Gregory House, M.D., is a misanthropic medical genius who heads a team of diagnosticians at the Princeton-Plainsboro Teaching Hospital in New Jersey. Like all of the hospital's doctors, he is required to treat patients in the facility's walk-in clinic. His grudging fulfillment of this duty, or his creative methods of avoiding it, constitute a recurring subplot, which often serves as the series' comic relief.
In House M.D.'s pilot of the House M.D. DVD Box Set, Lisa Cuddy, the Dean of Medicine, comes looking for House to berate him for not working hard enough, including being six years behind in clinic duty. He says he is going home - he cannot be fired because he has tenure and is always at the hospital during his assigned work hours. Cuddy agrees that he still has a good reputation but it will go to hell if he does not do his job. She will not just let him go.

Cameron and Foreman, diagnosticians on House's team, start to do a test as is arranged by House, but it is canceled on Cuddy's orders - she has taken away all of House's hospital privileges, the only thing she has the power to do to House without board approval. An enraged House confronts her but Cuddy is unconcerned with his threats. She tells him to go and do his job. He tells the team to do the MRI, then goes to do clinic duty. Then comes house's first clinic patient.
Cuddy gives him an interesting case - a patient with bright orange skin. He tells the patient his wife is having an affair because she has not noticed the color change and that it was caused by the fact he has been eating too many carrots and taking too much niacin.
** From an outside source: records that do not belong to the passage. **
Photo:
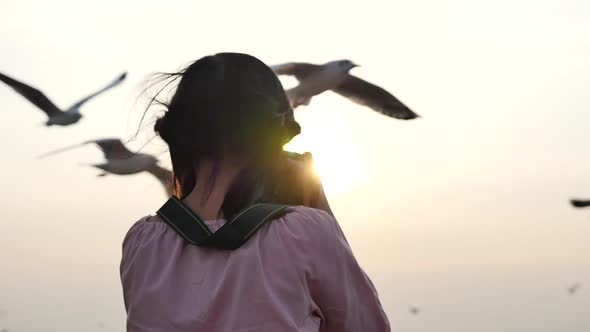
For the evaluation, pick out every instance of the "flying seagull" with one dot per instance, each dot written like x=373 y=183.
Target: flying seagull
x=573 y=289
x=56 y=115
x=315 y=79
x=121 y=161
x=579 y=203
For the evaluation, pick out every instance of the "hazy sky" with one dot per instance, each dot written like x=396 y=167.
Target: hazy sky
x=463 y=212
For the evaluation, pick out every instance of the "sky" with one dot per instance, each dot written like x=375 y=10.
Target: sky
x=463 y=212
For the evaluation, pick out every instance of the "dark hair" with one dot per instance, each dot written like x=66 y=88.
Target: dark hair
x=226 y=104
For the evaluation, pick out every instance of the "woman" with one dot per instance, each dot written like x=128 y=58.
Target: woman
x=225 y=127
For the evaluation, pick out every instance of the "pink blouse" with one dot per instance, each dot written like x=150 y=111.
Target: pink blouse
x=296 y=273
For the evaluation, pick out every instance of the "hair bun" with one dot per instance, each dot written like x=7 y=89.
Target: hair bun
x=159 y=128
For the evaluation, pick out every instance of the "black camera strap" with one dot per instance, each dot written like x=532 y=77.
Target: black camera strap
x=232 y=235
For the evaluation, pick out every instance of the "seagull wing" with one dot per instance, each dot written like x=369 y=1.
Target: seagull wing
x=164 y=176
x=298 y=69
x=33 y=95
x=111 y=85
x=375 y=97
x=113 y=148
x=579 y=203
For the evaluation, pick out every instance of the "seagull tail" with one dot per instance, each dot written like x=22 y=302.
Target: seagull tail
x=50 y=153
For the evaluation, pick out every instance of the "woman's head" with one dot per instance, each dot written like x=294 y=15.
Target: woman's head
x=226 y=106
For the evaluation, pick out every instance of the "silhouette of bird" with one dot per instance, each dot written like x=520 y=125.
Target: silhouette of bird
x=579 y=203
x=315 y=79
x=56 y=116
x=121 y=161
x=573 y=289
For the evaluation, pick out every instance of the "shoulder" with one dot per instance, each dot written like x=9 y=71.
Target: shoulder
x=313 y=228
x=141 y=233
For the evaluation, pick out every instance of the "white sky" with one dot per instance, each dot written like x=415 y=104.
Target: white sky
x=463 y=212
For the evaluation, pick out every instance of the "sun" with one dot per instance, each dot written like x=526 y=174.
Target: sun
x=339 y=169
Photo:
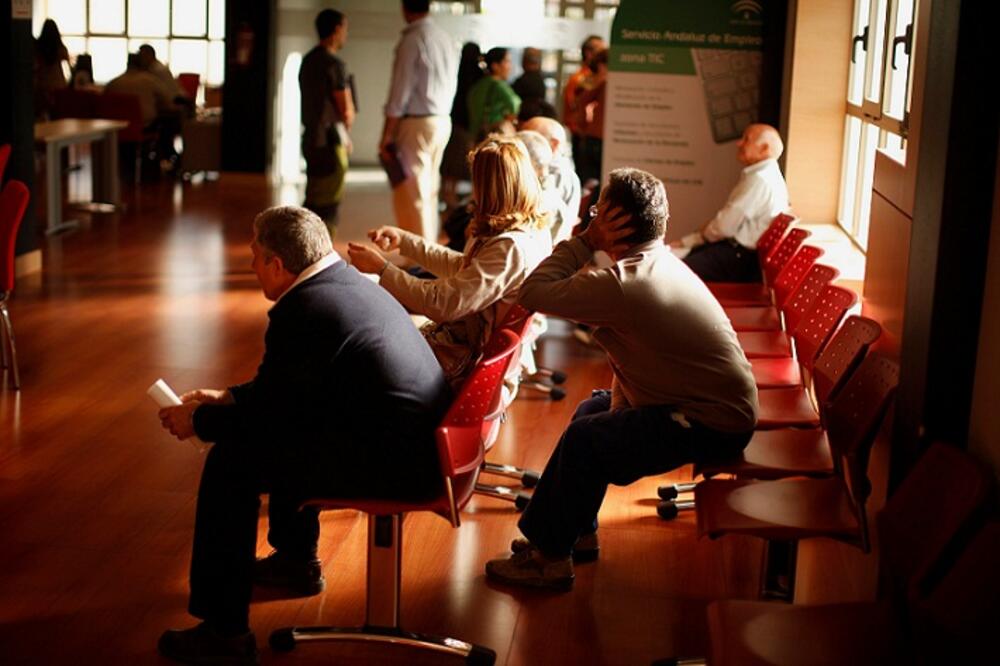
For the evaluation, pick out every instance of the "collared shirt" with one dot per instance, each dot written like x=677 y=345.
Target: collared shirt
x=759 y=195
x=310 y=271
x=668 y=340
x=424 y=72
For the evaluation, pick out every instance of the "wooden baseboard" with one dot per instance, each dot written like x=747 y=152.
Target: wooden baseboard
x=29 y=262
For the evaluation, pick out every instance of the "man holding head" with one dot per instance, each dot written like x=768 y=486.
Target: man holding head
x=344 y=403
x=561 y=170
x=682 y=390
x=724 y=250
x=417 y=117
x=327 y=116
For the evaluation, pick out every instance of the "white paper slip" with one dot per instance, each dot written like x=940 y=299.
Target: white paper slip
x=164 y=396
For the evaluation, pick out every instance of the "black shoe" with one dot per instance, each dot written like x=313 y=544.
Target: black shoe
x=301 y=577
x=204 y=645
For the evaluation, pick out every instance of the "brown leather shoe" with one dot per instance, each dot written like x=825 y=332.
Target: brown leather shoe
x=530 y=568
x=585 y=550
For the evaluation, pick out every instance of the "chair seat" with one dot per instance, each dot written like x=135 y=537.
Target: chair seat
x=754 y=319
x=786 y=408
x=787 y=510
x=777 y=454
x=776 y=372
x=765 y=344
x=751 y=633
x=736 y=294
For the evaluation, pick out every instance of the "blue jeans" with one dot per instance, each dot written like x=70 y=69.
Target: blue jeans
x=602 y=447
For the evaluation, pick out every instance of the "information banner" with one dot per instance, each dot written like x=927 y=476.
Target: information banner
x=683 y=78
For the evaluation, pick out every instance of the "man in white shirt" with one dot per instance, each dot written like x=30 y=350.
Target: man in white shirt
x=724 y=250
x=417 y=121
x=562 y=172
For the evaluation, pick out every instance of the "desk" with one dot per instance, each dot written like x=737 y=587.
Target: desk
x=58 y=134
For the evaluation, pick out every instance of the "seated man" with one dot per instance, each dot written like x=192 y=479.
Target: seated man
x=725 y=248
x=682 y=390
x=344 y=403
x=562 y=171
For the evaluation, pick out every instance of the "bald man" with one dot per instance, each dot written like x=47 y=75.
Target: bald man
x=562 y=171
x=724 y=250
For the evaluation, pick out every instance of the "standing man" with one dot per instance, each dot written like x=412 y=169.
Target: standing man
x=573 y=117
x=682 y=390
x=344 y=404
x=417 y=123
x=725 y=249
x=327 y=115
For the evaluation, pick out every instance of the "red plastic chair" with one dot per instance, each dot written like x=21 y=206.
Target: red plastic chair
x=773 y=342
x=461 y=451
x=4 y=158
x=956 y=614
x=127 y=107
x=738 y=293
x=793 y=407
x=793 y=509
x=13 y=202
x=189 y=82
x=517 y=322
x=777 y=454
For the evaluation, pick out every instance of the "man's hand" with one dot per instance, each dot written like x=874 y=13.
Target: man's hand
x=607 y=229
x=209 y=396
x=179 y=420
x=366 y=259
x=385 y=238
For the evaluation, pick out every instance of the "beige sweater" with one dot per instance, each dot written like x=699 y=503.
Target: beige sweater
x=471 y=294
x=667 y=338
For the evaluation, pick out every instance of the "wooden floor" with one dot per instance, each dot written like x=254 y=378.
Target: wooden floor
x=97 y=502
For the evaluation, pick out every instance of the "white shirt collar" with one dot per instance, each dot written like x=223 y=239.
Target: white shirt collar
x=310 y=271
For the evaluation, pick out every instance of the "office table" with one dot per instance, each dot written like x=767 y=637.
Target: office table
x=58 y=134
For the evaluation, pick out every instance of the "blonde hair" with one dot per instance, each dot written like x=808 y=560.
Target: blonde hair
x=505 y=187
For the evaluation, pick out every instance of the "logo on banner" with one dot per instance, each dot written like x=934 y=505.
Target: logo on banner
x=748 y=11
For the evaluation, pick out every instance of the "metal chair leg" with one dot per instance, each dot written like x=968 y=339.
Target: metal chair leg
x=10 y=342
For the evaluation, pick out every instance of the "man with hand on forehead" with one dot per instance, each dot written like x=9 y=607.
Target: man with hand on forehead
x=682 y=389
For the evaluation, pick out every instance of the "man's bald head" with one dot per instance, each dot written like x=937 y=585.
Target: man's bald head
x=549 y=128
x=759 y=142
During clinic duty, House confounds patients with unwelcome observations into their personal lives, eccentric prescriptions, and unorthodox treatments. However, after seeming to be inattentive to their complaints, he regularly impresses them with rapid and accurate diagnoses. The insights that occur as he deals with some of the simple cases in the clinic often inspire him to solve the main case.